Je rencontre d’autres écrivains algériens dans les salons du livre et j’ai plaisir à les retrouver. Sansal, Khadra, Begag, Salim Bachi, Aissaoui… Certains disparaissent peu à peu des écrans radars et c’est bien dommage parce qu’ils ont énormément de talent à l’image de Djemaï ou Benmalek, Malika Mokadem. Mais je ne me fais pas de soucis, la relève est là à l’image Faeza Guène. Ce que je pense de mes collègues d’écriture ? Ce sont souvent des rapports de circonstance. Ça va ? Ça va ? Hamdoullah. Puis invariablement, comme tout Algérien qui se respecte, il est vite question des problèmes en Algérie, autant parler d’un puits sans fond.
L’Algérie recèle, depuis la première génération d’écrivains des années 1950 à nos jours, une pléthore d’auteurs universels non négligeable, ne croyez-vous pas qu’il y ait parmi eux des Nobélisables ? Sinon, à votre avis, quelles sont les causes qui ont empêché cette reconnaissance littéraire mondiale ?
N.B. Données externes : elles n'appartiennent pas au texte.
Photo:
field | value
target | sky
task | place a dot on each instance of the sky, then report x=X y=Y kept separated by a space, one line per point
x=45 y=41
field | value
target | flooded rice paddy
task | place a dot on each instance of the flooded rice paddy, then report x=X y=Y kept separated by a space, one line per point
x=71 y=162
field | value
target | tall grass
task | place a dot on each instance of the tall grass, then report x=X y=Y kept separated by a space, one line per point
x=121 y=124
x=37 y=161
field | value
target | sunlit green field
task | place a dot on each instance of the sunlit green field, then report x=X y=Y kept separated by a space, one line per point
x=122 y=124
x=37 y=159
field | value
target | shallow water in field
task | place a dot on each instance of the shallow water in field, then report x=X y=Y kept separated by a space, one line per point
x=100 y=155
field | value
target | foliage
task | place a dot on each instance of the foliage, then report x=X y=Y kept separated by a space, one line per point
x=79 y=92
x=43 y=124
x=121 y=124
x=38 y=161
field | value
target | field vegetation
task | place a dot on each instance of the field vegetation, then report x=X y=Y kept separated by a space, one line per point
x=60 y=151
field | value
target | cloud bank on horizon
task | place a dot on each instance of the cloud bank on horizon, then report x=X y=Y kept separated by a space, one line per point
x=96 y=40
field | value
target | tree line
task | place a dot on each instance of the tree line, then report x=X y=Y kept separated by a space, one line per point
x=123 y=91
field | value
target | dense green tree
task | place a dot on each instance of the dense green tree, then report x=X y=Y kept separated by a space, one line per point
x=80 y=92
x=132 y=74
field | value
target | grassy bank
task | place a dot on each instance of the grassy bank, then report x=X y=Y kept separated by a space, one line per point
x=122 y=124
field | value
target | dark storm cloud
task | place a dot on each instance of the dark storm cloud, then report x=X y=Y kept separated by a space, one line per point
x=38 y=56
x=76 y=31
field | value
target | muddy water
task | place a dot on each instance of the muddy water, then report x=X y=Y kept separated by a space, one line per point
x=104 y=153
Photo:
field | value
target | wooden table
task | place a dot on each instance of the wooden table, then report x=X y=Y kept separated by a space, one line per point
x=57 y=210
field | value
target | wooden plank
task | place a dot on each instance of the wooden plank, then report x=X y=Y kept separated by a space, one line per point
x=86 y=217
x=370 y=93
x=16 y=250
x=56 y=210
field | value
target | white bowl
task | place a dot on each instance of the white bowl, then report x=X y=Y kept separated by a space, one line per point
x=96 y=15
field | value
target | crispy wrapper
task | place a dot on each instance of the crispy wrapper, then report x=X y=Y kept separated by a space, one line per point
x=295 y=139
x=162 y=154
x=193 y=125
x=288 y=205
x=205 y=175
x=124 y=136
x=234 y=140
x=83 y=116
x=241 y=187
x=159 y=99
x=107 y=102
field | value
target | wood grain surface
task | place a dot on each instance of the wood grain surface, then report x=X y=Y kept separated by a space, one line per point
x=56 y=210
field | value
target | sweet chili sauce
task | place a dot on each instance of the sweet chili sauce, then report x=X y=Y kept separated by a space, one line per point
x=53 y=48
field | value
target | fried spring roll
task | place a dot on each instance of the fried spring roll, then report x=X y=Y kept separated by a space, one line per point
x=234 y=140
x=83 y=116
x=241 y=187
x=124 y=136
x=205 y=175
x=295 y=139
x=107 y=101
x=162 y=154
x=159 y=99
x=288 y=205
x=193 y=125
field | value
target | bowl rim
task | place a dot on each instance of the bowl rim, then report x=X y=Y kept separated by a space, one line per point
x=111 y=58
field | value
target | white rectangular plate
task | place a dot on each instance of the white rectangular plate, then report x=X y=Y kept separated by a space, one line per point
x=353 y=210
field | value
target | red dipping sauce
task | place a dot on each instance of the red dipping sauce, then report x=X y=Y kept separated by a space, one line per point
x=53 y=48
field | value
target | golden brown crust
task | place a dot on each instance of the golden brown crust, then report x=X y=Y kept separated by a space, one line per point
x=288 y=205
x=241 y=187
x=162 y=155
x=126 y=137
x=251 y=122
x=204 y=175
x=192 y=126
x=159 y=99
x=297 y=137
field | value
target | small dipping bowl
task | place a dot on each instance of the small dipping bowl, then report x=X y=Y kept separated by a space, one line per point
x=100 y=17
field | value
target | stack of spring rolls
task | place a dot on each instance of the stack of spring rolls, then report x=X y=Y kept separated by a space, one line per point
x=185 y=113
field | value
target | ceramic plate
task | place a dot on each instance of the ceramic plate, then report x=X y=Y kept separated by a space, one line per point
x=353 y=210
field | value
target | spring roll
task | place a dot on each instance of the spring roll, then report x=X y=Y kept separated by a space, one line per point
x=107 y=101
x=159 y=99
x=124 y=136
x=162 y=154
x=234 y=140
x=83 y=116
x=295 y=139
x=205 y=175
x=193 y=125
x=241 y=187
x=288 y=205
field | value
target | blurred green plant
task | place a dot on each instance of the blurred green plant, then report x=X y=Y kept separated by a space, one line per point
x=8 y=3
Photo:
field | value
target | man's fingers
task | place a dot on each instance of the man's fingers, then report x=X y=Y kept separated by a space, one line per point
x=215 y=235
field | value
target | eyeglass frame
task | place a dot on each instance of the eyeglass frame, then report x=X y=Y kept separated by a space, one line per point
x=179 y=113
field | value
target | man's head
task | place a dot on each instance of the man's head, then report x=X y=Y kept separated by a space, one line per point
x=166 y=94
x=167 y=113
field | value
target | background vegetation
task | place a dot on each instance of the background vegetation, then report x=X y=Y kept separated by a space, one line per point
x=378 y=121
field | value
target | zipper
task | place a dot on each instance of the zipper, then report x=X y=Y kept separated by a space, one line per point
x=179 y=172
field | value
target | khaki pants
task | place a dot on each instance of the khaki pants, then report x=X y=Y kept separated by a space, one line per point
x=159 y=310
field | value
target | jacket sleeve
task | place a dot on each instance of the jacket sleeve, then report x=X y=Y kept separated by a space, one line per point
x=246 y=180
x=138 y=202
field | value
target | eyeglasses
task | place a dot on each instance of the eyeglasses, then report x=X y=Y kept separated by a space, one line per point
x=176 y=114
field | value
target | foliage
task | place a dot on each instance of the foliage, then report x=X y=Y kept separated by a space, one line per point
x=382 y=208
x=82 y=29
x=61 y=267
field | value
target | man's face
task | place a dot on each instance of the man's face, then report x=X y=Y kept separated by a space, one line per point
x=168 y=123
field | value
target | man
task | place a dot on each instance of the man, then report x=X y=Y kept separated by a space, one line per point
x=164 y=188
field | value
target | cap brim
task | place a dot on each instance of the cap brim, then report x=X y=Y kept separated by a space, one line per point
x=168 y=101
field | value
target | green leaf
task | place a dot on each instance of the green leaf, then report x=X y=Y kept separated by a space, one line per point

Il y a évidemment des écrivains algériens qui auraient pu obtenir le Nobel. J’en vois au moins un : Mohamed Dib, son œuvre marquera pour longtemps la littérature avec un grand L, pour peu qu’il y ait encore des librairies en Algérie dans les dix ans à venir. S’agissant des critères d’attribution, ça restent pour moi une énigme. Sont parfois couronnés, voire souvent, des auteurs obscurs, confidentiels, dont on a jamais entendu parler. C’est ça aussi qui fait son charme, ça nous renvoie à nos lacunes.
Une dernière question tout en vous remerciant pour votre disponibilité et amabilité. Que pensez-vous, en tant qu’écrivain, de ce qui arrive à l’humanité avec ce virulent virus Covid-19 et quels enseignements peut-on en tirer dans l’avenir ? A vous, personnellement, ne vous a-t-il pas inspiré une trame de roman, comme «La peste» d’Albert Camus ?
Je pense que la troisième guerre mondiale a déjà commencé. Elle est virale. Plus besoin d’investir dans les armes de destruction massive. Un seul postillon peut signer votre mort. Chaque personne que vous croisez peut vous détruire à son insu. Pas de doute, c’est que c’est de la belle matière à fiction. Mais Fred Vargas a déjà écrit sur une pandémie qui ravagerait l’humanité. Concernant Albert Camus, j’aime beaucoup le romancier mais je n’aime pas le moralisateur donneur de leçon.